Em 2019, o então garoto de 12 anos Jeremias Reis emocionou o Brasil ao vencer a edição infantil do The Voice Kids sob o comando de Simone e Simaria. Na final, as irmãs sertanejas prometeram ao vencedor uma música em colaboração como gratidão pelo sucesso da temporada. Três anos depois, a promessa não foi cumprida, e o caso volta a circular nas redes sociais, reacendendo discussões sobre ética em reality shows e o peso da palavra de figuras públicas.
A promessa no palco: quando a emoção do momento vira dívida
Durante a apresentação da final de 2019, Simone e Simaria declararam: “Já que vocês nos deram esse presente maravilhoso, que foi ter vivido esses dias incríveis, de muita música e alegria, a gente vai levar vocês para o nosso próximo trabalho”. A frase, carregada de entusiasmo, foi recebida com aplausos pela plateia e, especialmente, pelos fãs do sertanejo, que enxergaram ali uma oportunidade única para Jeremias Reis — até então um nome desconhecido do grande público.
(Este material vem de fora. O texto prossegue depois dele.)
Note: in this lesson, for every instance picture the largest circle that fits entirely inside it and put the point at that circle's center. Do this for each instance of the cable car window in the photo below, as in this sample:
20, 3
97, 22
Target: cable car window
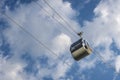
76, 45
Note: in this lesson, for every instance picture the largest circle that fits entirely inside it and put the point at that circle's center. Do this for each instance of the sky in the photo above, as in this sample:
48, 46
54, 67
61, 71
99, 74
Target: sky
22, 57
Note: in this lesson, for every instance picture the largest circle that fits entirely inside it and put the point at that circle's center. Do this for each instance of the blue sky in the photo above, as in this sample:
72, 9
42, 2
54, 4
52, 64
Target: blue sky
23, 58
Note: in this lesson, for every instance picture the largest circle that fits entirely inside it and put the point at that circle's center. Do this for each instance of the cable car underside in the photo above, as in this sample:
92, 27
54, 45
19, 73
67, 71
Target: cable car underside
80, 49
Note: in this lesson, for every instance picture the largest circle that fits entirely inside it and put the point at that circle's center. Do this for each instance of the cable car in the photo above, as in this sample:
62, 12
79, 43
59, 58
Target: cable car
80, 49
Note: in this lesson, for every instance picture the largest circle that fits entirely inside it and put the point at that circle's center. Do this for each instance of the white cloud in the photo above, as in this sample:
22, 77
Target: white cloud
47, 30
10, 70
104, 29
101, 31
117, 64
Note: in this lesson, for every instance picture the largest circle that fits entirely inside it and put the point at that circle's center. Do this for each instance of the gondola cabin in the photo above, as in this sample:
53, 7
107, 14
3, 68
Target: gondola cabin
80, 49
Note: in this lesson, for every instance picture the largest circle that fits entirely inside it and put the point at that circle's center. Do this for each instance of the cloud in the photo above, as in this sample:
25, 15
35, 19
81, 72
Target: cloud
117, 64
40, 24
10, 70
98, 32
Ocorre que, na prática, a colaboração jamais saiu do papel. Procuradas pela reportagem, as assessorias de Simone e Simaria e de Jeremias Reis não se manifestaram até a publicação deste texto. O NaTelinha, site especializado em bastidores da televisão, confirmou que a parceria não foi concretizada, levantando questões sobre o comprometimento de jurados em realities musicais.
O legado do The Voice Kids e o peso das promessas públicas
O The Voice Kids é um dos realities mais assistidos do país, com edições anuais que revelam novos talentos e, muitas vezes, alçam carreiras ao estrelato. Jurados como Simone e Simaria, que passaram três temporadas no programa (2017-2019), acumulam enorme influência sobre os jovens participantes — não apenas como avaliadores, mas como figuras de inspiração.
Para especialistas em comunicação, a quebra de uma promessa nessas circunstâncias pode ter efeitos duradouros. “Quando uma figura pública faz uma declaração em um palco televisionado, a expectativa criada é real para o público e para o participante. Não cumprir pode ser interpretado como falta de respeito com o tempo e esforço do artista em questão”, analisa a psicóloga social Marina Costa. Além disso, em tempos de redes sociais, casos como este ganham proporções inesperadas, transformando-se em pauta de discussão sobre credibilidade no entretenimento.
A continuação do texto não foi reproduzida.